Basic safeguards for the divide by zero error were added in as well.
Fixes #497 Limited support for predictions with more than 2 outcomes.
Type of change
- [x] Bug fix (non-breaking change which fixes an issue)
- [x] New feature (non-breaking change which adds functionality)
How Has This Been Tested?
This has been tested 4-5 times on predictions with more than 2 outcomes, most of which utilizing 10 (the new limit).
Checklist:
- [x] My code follows the style guidelines of this project
- [x] I have performed a self-review of my code
- [ ] I have commented on my code, particularly in hard-to-understand areas
- [ ] I have made corresponding changes to the documentation (README.md)
- [x] My changes generate no new warnings
- [x] Any dependent changes have been updated in requirements.txt
One note to be added: The SMART strategy has not been converted to support more than 2 strategies.
IMO the smart strategy should probably take the 2 outcomes with the most people rather than the 2 first (which is obviously random).
Based on most people is a decision to make but I think that it makes sense. Smart used to take the choice with most people but if these are too close (~ almost same chances) it takes the one with most potential gain. With multiple choices it'd do basically the same.

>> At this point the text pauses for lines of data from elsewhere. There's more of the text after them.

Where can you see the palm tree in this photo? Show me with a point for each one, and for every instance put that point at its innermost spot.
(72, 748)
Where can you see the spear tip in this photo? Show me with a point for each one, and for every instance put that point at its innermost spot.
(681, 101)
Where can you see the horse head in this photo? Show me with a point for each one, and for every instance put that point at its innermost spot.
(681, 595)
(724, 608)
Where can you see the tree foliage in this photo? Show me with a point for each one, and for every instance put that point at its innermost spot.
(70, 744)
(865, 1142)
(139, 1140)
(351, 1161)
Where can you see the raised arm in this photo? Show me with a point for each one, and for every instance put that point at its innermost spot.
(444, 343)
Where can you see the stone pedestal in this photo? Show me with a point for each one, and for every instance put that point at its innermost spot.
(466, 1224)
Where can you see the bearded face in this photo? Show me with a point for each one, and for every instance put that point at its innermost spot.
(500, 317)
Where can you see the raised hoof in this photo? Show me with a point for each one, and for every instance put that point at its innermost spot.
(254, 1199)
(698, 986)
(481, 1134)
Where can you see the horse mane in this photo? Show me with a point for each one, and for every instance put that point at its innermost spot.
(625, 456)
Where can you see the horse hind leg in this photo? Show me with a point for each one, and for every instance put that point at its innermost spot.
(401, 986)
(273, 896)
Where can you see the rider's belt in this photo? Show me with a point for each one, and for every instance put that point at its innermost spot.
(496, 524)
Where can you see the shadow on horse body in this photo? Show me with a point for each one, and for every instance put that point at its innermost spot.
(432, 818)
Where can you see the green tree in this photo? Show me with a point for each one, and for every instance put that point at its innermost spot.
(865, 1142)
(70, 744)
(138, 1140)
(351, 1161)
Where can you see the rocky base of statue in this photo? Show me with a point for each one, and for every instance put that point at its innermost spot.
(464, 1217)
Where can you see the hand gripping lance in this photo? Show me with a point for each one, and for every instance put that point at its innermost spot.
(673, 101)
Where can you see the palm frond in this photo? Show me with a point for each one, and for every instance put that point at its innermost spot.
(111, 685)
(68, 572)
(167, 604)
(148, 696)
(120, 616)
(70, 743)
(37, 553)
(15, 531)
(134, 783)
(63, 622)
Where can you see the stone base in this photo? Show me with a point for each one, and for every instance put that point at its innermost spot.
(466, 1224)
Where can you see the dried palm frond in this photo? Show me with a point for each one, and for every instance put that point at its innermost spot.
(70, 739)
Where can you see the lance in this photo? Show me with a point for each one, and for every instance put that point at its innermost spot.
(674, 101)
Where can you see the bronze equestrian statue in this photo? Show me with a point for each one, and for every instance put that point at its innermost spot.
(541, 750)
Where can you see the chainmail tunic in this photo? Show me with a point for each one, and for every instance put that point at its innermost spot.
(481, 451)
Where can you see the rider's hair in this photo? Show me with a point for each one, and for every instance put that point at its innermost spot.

The 2 choices with most people are the 2 that stands out the most and seem the most likely. If they're close, then pick with best gain.
That's what I did in my fork, if I have some time to spare I'll try to gather stats on how it behaves.
Currently I changed line 158~ in .\classes\entities\Bet.py like this:
self.total_users = ( sum(map(lambda x:x[OutcomeKeys.TOTAL_USERS],self.outcomes)) #self.outcomes[0][OutcomeKeys.TOTAL_USERS] #+ self.outcomes[1][OutcomeKeys.TOTAL_USERS] )
self.total_points = ( sum(map(lambda x:x[OutcomeKeys.TOTAL_POINTS],self.outcomes)) #reduce(lambda x,y:x[OutcomeKeys.TOTAL_POINTS]+y[OutcomeKeys.TOTAL_POINTS],self.outcomes) #self.outcomes[0][OutcomeKeys.TOTAL_POINTS] #+ self.outcomes[1][OutcomeKeys.TOTAL_POINTS] )
if ( self.total_users > 0 and all(map(lambda x:x[OutcomeKeys.TOTAL_POINTS]>0, self.outcomes)) #and self.outcomes[0][OutcomeKeys.TOTAL_POINTS] > 0 #and self.outcomes[1][OutcomeKeys.TOTAL_POINTS] > 0 ):
And I think it seems to work
maybe there's some other codes that only counts 2 selections but I can't find it now
@lazinism by removing comments and formatting your code, we get:
self.total_users = ( sum(map(lambda x:x[OutcomeKeys.TOTAL_USERS],self.outcomes))
self.total_points = ( sum(map(lambda x:x[OutcomeKeys.TOTAL_POINTS],self.outcomes))
if ( self.total_users > 0 and all(map(lambda x:x[OutcomeKeys.TOTAL_POINTS]>0, self.outcomes)) ):
Right?
@lazinism Do we really need to use all(map())
in the condition? Can't we just use:
if ( self.total_users > 0 and self.total_points > 0 ):
?
@lazinism Your solution with sum(), map() and lambda-functions is just an elegant way of doing:
#inefficient but otherwise outcomekeys are represented wrong.
self.total_points = 0
self.total_users = 0
for index in range(0, len(self.outcomes)):
self.total_users += self.outcomes[index][OutcomeKeys.TOTAL_USERS]
self.total_points += self.outcomes[index][OutcomeKeys.TOTAL_POINTS]
right? It is basically the same thing, or am I missing something?
Yes I think it's same I just prefer shorter code, so that i used sum, map, lambda.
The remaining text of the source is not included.